On two occasions sandeel fisheries have been closed due to concerns about their impacts on the breeding success of seabirds: the small sandeel fishery off Shetland in the 1990s and the Wee Bankie, Scalp Bank and Marr Bank fishery in 2000. Searle et al. (2023) examined changes in breeding success and diet of kittiwake, guillemot, razorbill, and puffin during 1986-2018 in relation to the opening and closure of the Wee Bankie fishery. Kittiwake showed a significant decrease in breeding success attributable to the sandeel fishery (from 52% to 23% proportion of nests to young fledged), followed by a non-significant increase (10%) when the fishery closed, compared with control colonies. A key finding was that closing the fishery did not enable kittiwake breeding success to recover to pre-fishery levels, perhaps suggesting that wider environmental drivers were the dominant factors. Puffin, razorbill, and guillemot showed no negative effects of the fishery on breeding success, nor any positive effects following closure.

Over recent decades, the availability, size, and calorific content of sandeel has declined and some seabirds appear to have reduced their dependency on sandeel. Compensating for these reductions by increasing the number of prey items may be possible for some seabird species or populations. Therefore, whilst closing a sandeel fishery may be beneficial, wider environmental conditions are likely to determine seabird breeding success more strongly.

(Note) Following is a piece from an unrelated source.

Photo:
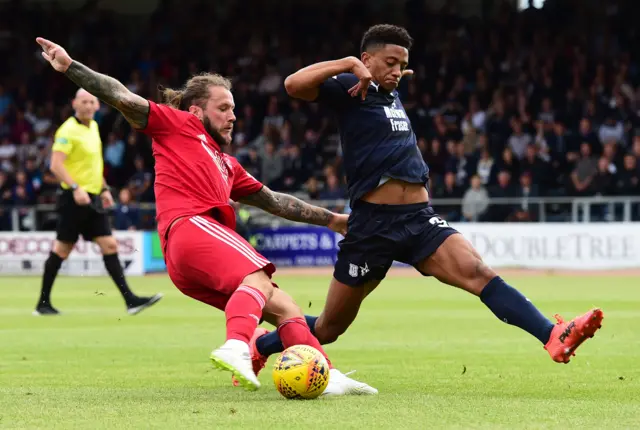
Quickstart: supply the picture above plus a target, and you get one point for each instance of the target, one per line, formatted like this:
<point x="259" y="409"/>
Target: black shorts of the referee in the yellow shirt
<point x="90" y="221"/>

The positive benefits to seabird productivity and populations of a sandeel fishery closure are difficult to quantify because of the complex relationships between prey and seabird demography, ongoing climate-mediated changes in sandeel population (including from climate change) and the numerous other pressures that seabirds face. There is also considerable variation across seabird species in their dependence upon sandeel and their ability to switch to alternative prey. However, despite these uncertainties, maximising abundance and availability of sandeel stocks as prey for seabirds in Scotland remains a key mechanism by which resilience in seabird populations might be achieved.